Transcript: Tara Reid Talks to 'FOX and Friends'

"American Pie" actress Tara Reid (search) talked to "FOX and Friends" Wednesday morning about her new movie "Alone in the Dark," (search) which comes out this weekend and also stars Christian Slater. The following is an edited transcript:

Brian Kilmeade: You're an archaeologist in this.

Reid: Yeah.

Brian: How [did] you prepare for this role?

Reid: Well, I went to a lot of anthropology museums.

Steve Doocy: What about rock concerts?

Reid: Not those of not those kind of rocks.

Steve: Gotcha.

Reid: Basically I did a lot of research on it and the words were so big compared to what I normally have to say, so [I] really had to study it to even understand what I was saying, to make it sound real.

Steve: People love movies that scare them. What is it about -- what sort of tricks do you have as a director and as an actress to make people who are at the movie afraid?

Reid: I think it's really the mystery that you put in it, the suspense, the fear of -- it's almost what you don't say that makes people scared. You know, it's almost like that look you kind of give them like "you better be sure about this" or "I don't know about this."

Steve: Better not open that door.

Reid: If you open the door, we're in trouble, that kind of thing.

Brian: I'm an audio guy. Here's what does it for me. The music -- the music sells me.

E.D. Hill: 100 percent.

Brian: But you're the actress, and I understand this because I understand the craft. As an actress, without the music, how do you know something scary is about to happen?
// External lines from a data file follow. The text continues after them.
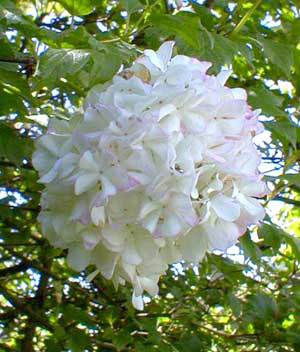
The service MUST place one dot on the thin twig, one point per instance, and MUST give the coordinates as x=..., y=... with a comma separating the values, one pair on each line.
x=18, y=60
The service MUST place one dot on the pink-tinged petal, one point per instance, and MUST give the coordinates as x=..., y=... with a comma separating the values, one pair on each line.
x=90, y=239
x=193, y=245
x=223, y=76
x=149, y=285
x=130, y=254
x=225, y=207
x=85, y=182
x=166, y=110
x=105, y=260
x=114, y=235
x=108, y=188
x=137, y=302
x=164, y=53
x=98, y=215
x=87, y=162
x=222, y=235
x=232, y=109
x=239, y=93
x=78, y=257
x=85, y=218
x=171, y=225
x=150, y=221
x=49, y=176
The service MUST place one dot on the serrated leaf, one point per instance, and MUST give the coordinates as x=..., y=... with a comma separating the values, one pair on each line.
x=279, y=54
x=56, y=63
x=185, y=25
x=285, y=130
x=272, y=234
x=78, y=7
x=131, y=6
x=263, y=305
x=264, y=99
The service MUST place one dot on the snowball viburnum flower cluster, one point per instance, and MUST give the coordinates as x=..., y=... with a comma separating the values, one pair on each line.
x=159, y=167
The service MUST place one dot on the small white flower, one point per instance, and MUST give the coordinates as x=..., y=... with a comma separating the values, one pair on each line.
x=159, y=167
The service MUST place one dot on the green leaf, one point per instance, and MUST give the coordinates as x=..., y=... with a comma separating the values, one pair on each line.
x=263, y=306
x=57, y=63
x=13, y=146
x=78, y=340
x=186, y=25
x=263, y=98
x=121, y=339
x=284, y=130
x=279, y=54
x=10, y=102
x=250, y=248
x=270, y=235
x=131, y=6
x=273, y=234
x=78, y=7
x=291, y=178
x=104, y=67
x=73, y=313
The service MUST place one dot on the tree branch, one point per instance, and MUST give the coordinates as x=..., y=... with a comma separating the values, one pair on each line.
x=224, y=334
x=18, y=60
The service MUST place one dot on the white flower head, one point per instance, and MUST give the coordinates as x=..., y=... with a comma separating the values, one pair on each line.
x=159, y=167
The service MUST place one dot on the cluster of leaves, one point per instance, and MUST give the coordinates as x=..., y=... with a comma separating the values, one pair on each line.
x=51, y=53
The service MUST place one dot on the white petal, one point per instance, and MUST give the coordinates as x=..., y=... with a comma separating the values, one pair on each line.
x=115, y=235
x=225, y=207
x=164, y=52
x=130, y=254
x=98, y=215
x=78, y=257
x=88, y=162
x=90, y=239
x=137, y=302
x=223, y=76
x=85, y=182
x=105, y=260
x=194, y=245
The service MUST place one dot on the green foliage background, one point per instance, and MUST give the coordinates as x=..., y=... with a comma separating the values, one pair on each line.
x=51, y=54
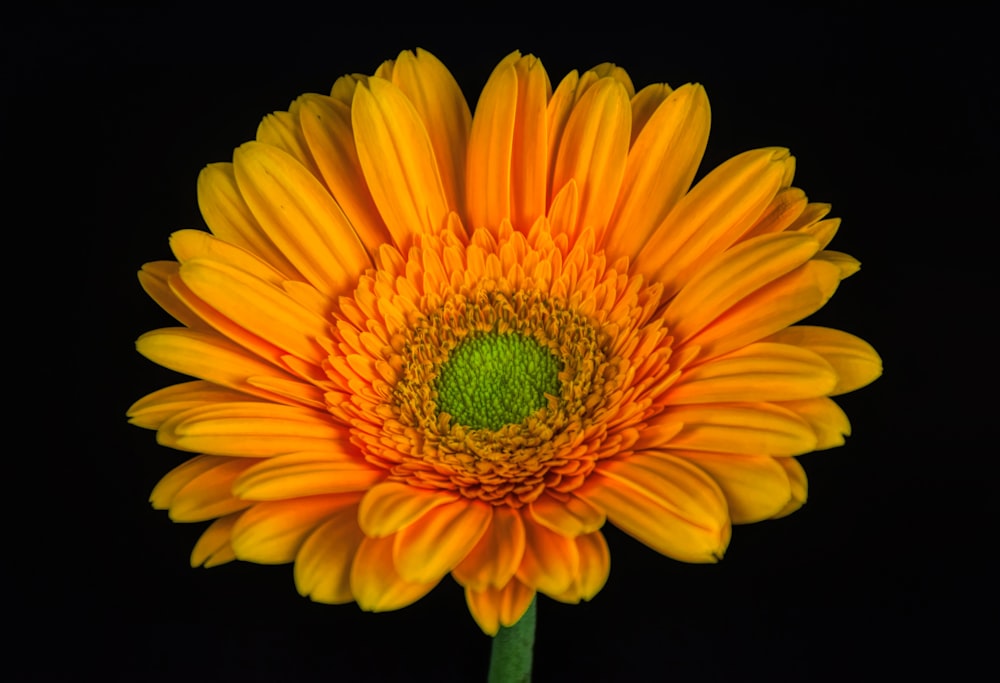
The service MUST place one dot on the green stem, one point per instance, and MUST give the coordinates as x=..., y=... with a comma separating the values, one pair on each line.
x=510, y=658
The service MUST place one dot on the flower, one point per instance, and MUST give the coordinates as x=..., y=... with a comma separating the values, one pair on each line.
x=430, y=343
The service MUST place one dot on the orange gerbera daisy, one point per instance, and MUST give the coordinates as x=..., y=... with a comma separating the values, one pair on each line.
x=431, y=343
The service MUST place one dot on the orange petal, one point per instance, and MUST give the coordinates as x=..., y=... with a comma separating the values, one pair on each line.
x=283, y=130
x=496, y=557
x=488, y=173
x=326, y=123
x=398, y=160
x=376, y=584
x=441, y=106
x=595, y=563
x=854, y=360
x=300, y=217
x=779, y=304
x=827, y=420
x=742, y=428
x=323, y=563
x=551, y=561
x=433, y=545
x=229, y=218
x=732, y=277
x=390, y=506
x=713, y=215
x=572, y=517
x=173, y=481
x=214, y=547
x=661, y=165
x=155, y=280
x=261, y=308
x=337, y=470
x=190, y=244
x=152, y=410
x=757, y=372
x=209, y=494
x=593, y=152
x=495, y=607
x=798, y=483
x=272, y=532
x=756, y=486
x=665, y=502
x=210, y=357
x=250, y=430
x=645, y=103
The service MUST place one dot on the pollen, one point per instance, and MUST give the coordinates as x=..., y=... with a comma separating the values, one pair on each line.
x=495, y=380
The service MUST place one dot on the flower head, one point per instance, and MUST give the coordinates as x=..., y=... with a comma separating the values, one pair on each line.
x=431, y=343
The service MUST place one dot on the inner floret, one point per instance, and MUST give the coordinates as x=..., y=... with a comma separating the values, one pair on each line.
x=492, y=380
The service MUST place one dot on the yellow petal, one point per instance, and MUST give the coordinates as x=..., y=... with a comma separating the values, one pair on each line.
x=323, y=562
x=441, y=105
x=398, y=161
x=495, y=607
x=209, y=494
x=781, y=213
x=300, y=217
x=497, y=555
x=854, y=360
x=272, y=532
x=191, y=244
x=229, y=218
x=433, y=545
x=283, y=131
x=756, y=486
x=742, y=428
x=152, y=410
x=732, y=277
x=173, y=481
x=572, y=517
x=595, y=563
x=661, y=165
x=376, y=584
x=390, y=506
x=210, y=357
x=847, y=264
x=798, y=483
x=214, y=547
x=645, y=103
x=491, y=139
x=774, y=306
x=155, y=280
x=713, y=215
x=508, y=148
x=827, y=420
x=256, y=430
x=259, y=307
x=756, y=372
x=664, y=502
x=551, y=561
x=326, y=124
x=593, y=152
x=336, y=470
Like what is happening on the set to make you --

Reid: You build it. When you read the script, you already know where those moments are going to be, so you want to built the tension as well. You really want to milk those jumping out from the door, screaming or -- run. You want to build to that. So in your own head, you're building it. Like you'll creep around the corner just a little bit slower and then -- then it's bigger and when you jump, people jump with you. It's hard to get the ultimate scare, but if you do it right, it's awesome.

Steve: Right. Here's my problem, Tara. There are so many things that have scared my children. Sometimes they are afraid to go to bed or stuff like that, and when they were littler I used to have to take a squirt gun downstairs to shoot the monsters under the bed. When you were little, what were you afraid of?

Reid: I was scared of that, too.

Steve: See.

Reid: Yeah, when I would watch a scary movie, I would think they were in my room. Your mind can definitely play some crazy tricks on you, so I would think the monsters were in my bed. Never let my feet hang over the bed.

Steve: A guy with an axe --

Reid: There's a lot of those guys with axes or like a scary, creepy ... like a witch, I would see green witches.

Brian: Do you have another series you're working on, too?

Reid: Yeah, actually doing a series for Fox. It's going to be a half-hour comedy. We're going to shoot the pilot in February. And it's about a character based on myself.

Brian: Based on reality?

Reid: No. Because I'm an actress, it's not reality. It's going to be well-written, but I come up with a lot of ideas on it.

Steve: About your life in Hollywood?

Reid: But it's not me. I'm a girl ... [it's about] who she dates, what she does.